Sevgili Atila Sertel’e muzipçe bir soru şimdi: Sevgili vekilimiz, hani dediniz ya “Babanızın çiftliği mi” diye? Keşke “babalarına” sorsaydınız! Çünkü “baba” el vermeden evlat yola düşmez!

***

Yokuşa dair…

İzmir’in iki asırdır el değmeyen “yokuşu” ile ilgili yazıma gösterilen ilgiden memnunum. CHP, AK Parti, MHP, İYİ Parti’li dostlarım, meclis üyeleri, gazeteci meslektaşlarım ve benim Facebook’taki “İzmir Hareketi Grubu” yoldaşlarım “Neresi, haydi gidelim!” diye mesajlar attı. Yüreği insanlık değerleriyle çarpan kim varsa başımın üstündedir. Konak Belediye Başkanı Abdül Batur’a da teşekkürler, sevgili Adem Nakçı’nın “Turuncu TV” yayınında, hakkımda onur verici sözler etti ve davetimi de kabul buyurdu.

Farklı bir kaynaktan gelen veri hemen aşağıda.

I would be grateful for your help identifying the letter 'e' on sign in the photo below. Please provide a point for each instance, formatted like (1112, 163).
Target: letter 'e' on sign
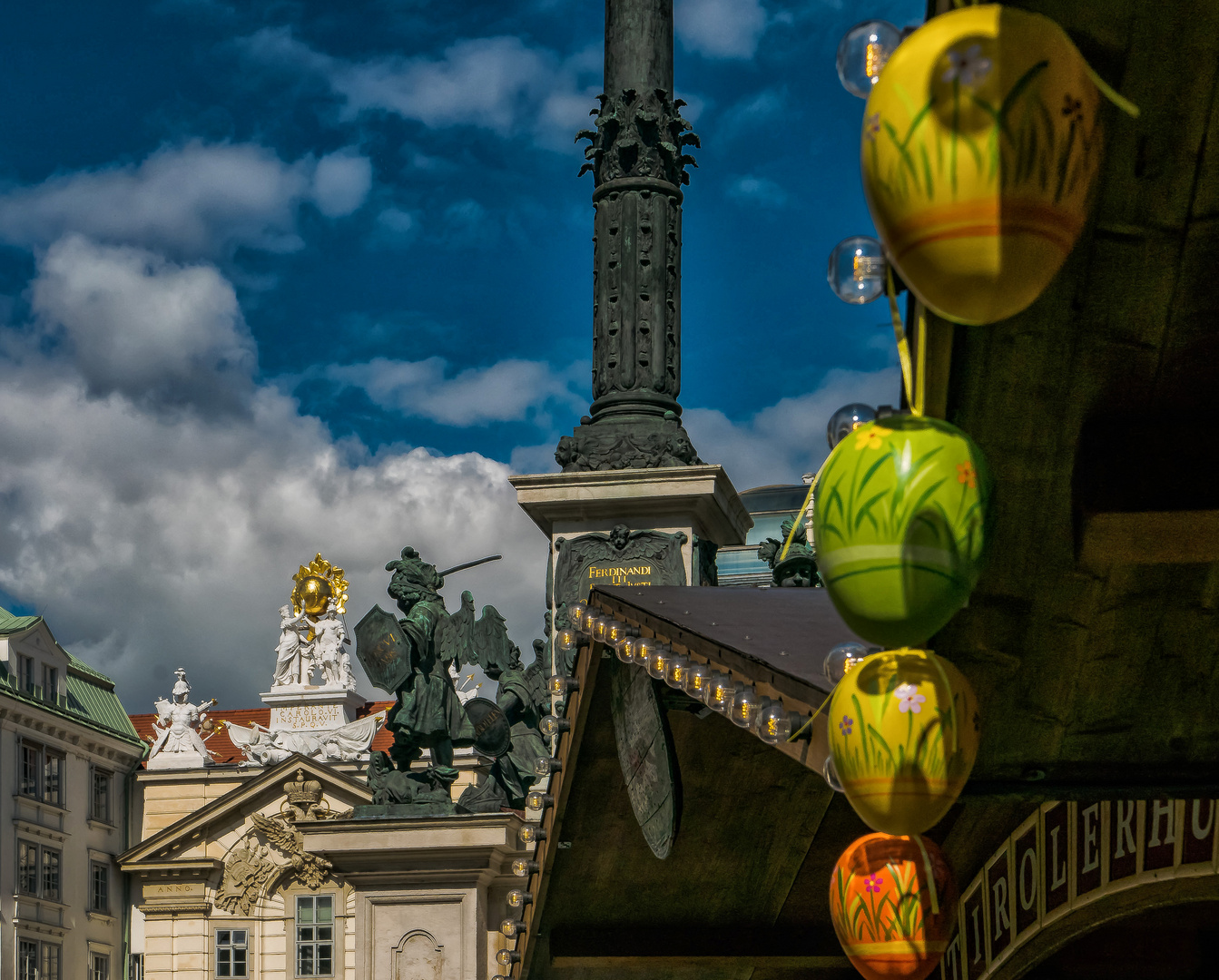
(1055, 856)
(1027, 876)
(1088, 849)
(1198, 840)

İnanın o yokuş çok önemli. Ama sadece o yokuş değil ki mesele. İkiçeşmelik ve civarından ilginç ve kaygı verici duyumlar aldım. Haftaya yazacağım. Ama bu ilgisizlik sürdükçe, İzmir’i sadece “sömürülecek arazi” görenler boş durmayacak. Çok ilginç el değiştirmeler var o bölgede. Ve ne yazık ki “içimizdeki” bazı sözde saygın zevat da neredeyse “iş takipçiliğine” soyunmuş. Demedi demeyin, yıllar önce “Altay Mahallesi” ile ilgili “uğraşı” verenler şimdilerde İkiçeşmelik ve Anafartalar üzeri ile ilgili “düğmeye” basmış. Vallahi duyduklarım, AK Parti'li müteahhitlere bile dudak uçuklatır. Anlayamadığım şu; onlar “duymadan” bu işler gerçekten yürüyebilir mi?